Все эти мысли в одно мгновение промелькнули в голове Сами, оставив после себя ощущение какой-то странной боли. Откуда исходит эта боль, Сами не знает. Может, это и есть «душевная боль»? И вдруг он чувствует, что слезы вот-вот брызнут из его глаз. Ему хочется броситься к отцу, обнять его, прижаться к нему изо всех сил, расцеловать его. Прижаться губами к его руке, к его рту, к закрытым глазам, к голове, с которой свалился ночной колпак.

Все эти чувства обрушиваются на Сами совершенно внезапно. К таким переживаниям он совсем не подготовлен, и его трясет, словно в ознобе. Замерев на месте, он пристально вглядывается в спящего отца и чувствует, что прозревает после долгой слепоты. Перед ним его отец — человек совсем ему незнакомый, но такой хороший, такой добрый. Он, Сами, долго искал его и вот наконец нашел.

Сами разглядывает спокойное лицо отца, прислушивается к его храпу. Рука Сами крепко сжимает бумажник.
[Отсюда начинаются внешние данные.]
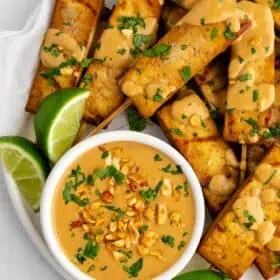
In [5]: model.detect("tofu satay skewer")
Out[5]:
[198,144,280,280]
[80,0,164,124]
[26,0,104,113]
[224,1,275,144]
[120,0,250,118]
[157,89,239,214]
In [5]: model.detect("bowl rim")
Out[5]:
[40,130,205,280]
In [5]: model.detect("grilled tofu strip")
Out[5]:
[195,52,229,115]
[161,3,187,31]
[157,90,239,213]
[81,0,162,123]
[162,3,229,115]
[224,1,275,144]
[120,0,250,118]
[198,144,280,279]
[26,0,103,113]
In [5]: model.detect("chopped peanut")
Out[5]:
[157,204,168,225]
[143,207,155,221]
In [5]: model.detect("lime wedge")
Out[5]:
[0,136,49,211]
[35,88,89,162]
Значит, отец не лгал ему: он бедный и не очень-то счастливый. И у него действительно нет денег.

Неожиданно дыхание отца делается прерывистым — он вот-вот проснется. Сами быстро прикрывает за собой дверь, стремглав бросается к шкафу и замирает возле него. Но отец глубоко вздыхает, а затем привычные раскаты с новой силой оглашают спальню.

Словно в забытьи, Сами извлекает из кармана десять пиастров и сует их в бумажник. Затем он опускает бумажник во внутренний карман отцовского пиджака, закрывает шкаф и осторожно выходит в другую комнату. Погасив свет, он вновь возвращается в спальню и, раздевшись, укладывается рядом с братом на циновку. Успокоившись от пережитых волнений, он размышляет. Размышляет, как это ни странно, не о красном карандаше, о котором он мечтал с тех пор, как увидел его в библиотеке, и не о простых дробях, которыми надо поскорее овладеть. Он сейчас даже не пытается придумать новую уловку, которая поможет ему выманить у родителей хоть один пиастр. Нет, не этим сейчас заняты его мысли. Какой-то тайный внутренний голос, идущий из самого сердца, требует чтобы он действовал, предпринял что-то… Ему кажется, что отец в опасности, что свора врагов окружает спящего отца, чтобы задушить его. Сами должен защитить отца, только Сами, больше некому. И он что-то сделает! Он наполнит отцовский бумажник деньгами… сотнями фунтов. Он найдет клад и отдаст отцу. Он будет работать — уж десять-то фунтов он как-нибудь заработает!

В темноте перед ним возникает лицо Шауки. Сами чувствует, как ненависть закипает в его груди, ставшей вдруг твердой, как футбольный мяч. Он снова вспоминает беспомощное лицо спящего отца и вдруг ощущает в себе несокрушимую силу и твердую решимость. Утром он обязательно скажет этому негодяю Шауки: «Послушай, ты… Нет у меня денег. Когда будут, тогда и отдам». Вот так прямо и скажет и еще пинка даст.

Младший брат поворачивается на другой бок и тихо стонет — наверное, видит что-нибудь во сне. А теперь он еле внятно просит пить.

Брат всегда просит пить по ночам. Но Сами обычно не откликается, а ждет, когда проснется отец и напоит братишку. На этот раз Сами ласково откликается:

— Сейчас…

Он чувствует, как его пылающее гневом сердце постепенно наполняется спокойствием — спокойствием взрослого. Он медленно встает, наливает в темноте стакан воды и поит брата. Затем укладывается снова. Некоторое время он лежит спокойно, но вдруг, будто вспомнив о чем-то, опять поднимается, протягивает руку и заботливо укрывает брата, подоткнув под него одеяло. Все это он сопровождает чтением молитвы. Так всегда делает отец. Наконец, убедившись, что ноги братишки закутаны в одеяло и что подушка не выбилась у него из-под головы, Сами спокойно засыпает.

Верно

Перевод В. Борисова

С первого взгляда можно определить, что этот мальчуган не имеет никакого отношения к Гарден-сити[39]. Он бос, на нем старая, рваная рубаха, его волосы неровно подстрижены под машинку. На голове у него волдыри, а на пепельно-желтом лице следы лишаев. Ясно, что такой мальчик не имеет ничего общего с Гарден-сити — кварталом дворцов, вилл и посольств.

Как же он попал сюда? Может быть, он сбился с дороги, заблудился? Но он не испуган, не озабочен, а, напротив, оживлен и весел.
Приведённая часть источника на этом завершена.